To glance at the recent headlines on jobs in Kentucky, you’d think things are really looking up. The latest monthly unemployment rate dropped from 7.4 percent to 7.1 percent. A state economist said in a press release that “Kentucky has now regained 96 percent of the jobs lost during the Great Recession and we are on track for a full pre-recession recovery by the end of this year.”
Look into the numbers, though, and things aren’t so rosy. The unemployment rate went down not because jobs exploded, but because the labor force declined by 18,000 people. That’s been happening for some time now, and while an aging baby boomer population explains a portion of that trend, a big factor is workers dropping out of the labor market—or never entering it in the first place in the case of young people—because they have become discouraged from finding work due to the lack of jobs. That can be seen in part in the below graph, which shows the share of Kentuckians ages 25-54 in the workforce.

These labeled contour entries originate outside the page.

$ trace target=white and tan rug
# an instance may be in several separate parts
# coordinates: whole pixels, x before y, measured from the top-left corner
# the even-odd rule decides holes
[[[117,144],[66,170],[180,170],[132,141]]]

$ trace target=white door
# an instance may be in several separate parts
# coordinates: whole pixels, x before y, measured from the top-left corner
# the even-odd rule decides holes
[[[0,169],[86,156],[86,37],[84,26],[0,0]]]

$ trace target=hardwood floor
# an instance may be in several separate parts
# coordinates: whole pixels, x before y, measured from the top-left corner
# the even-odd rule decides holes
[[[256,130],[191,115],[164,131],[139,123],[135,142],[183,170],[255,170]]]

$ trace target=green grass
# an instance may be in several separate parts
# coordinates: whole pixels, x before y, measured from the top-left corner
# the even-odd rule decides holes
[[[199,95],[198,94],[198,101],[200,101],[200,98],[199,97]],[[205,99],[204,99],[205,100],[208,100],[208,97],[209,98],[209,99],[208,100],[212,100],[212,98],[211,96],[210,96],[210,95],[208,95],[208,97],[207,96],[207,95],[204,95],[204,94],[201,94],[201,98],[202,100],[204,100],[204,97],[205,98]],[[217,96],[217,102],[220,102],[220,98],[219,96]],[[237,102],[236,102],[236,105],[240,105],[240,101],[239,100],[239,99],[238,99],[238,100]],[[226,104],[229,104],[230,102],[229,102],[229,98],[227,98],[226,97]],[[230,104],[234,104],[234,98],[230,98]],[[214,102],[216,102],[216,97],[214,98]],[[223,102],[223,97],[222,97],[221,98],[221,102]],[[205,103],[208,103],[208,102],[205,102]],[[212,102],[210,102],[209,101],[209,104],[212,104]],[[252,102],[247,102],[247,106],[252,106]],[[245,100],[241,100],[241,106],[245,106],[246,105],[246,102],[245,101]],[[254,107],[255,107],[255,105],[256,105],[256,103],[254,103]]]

Source: Economic Policy Institute analysis of Current Population Survey data.
Being close to the number of jobs we had in December 2007, when the recession hit, is a far cry from saying we have achieved a full recovery. The Kentucky population 16 years of age and older has about 135,000 more people than it did then. The state’s jobs deficit—the gap between the jobs we had and the jobs we need to get back to pre-recession unemployment rates—is still 79,700 jobs, as seen in the graph below. To get back there in three years, we need to average 3,000 new jobs per month. In August, we added only 2,000 jobs, although job growth has been faster than that on average over the last six months.
Source: Economic Policy Institute analysis of Bureau of Labor Statistics data.
And as we pointed out in our recent report The State of Working Kentucky 2014, just because people are getting jobs doesn’t mean they are good jobs. A record number of Kentuckians are working part-time but would rather have full-time work. Real wages have been stagnant or declining for more than a decade, and one-third of jobs pay less than the poverty line for a family of four. Many of the jobs lost in the recession were better-paying jobs in the construction and manufacturing sector, while much of the new employment is in low-paid service jobs.
Jobs are increasing, and that’s good. But if returning to the number of jobs we had nearly seven years ago is considered success, it says a lot about how much we’ve lowered our expectations about what the economy should deliver.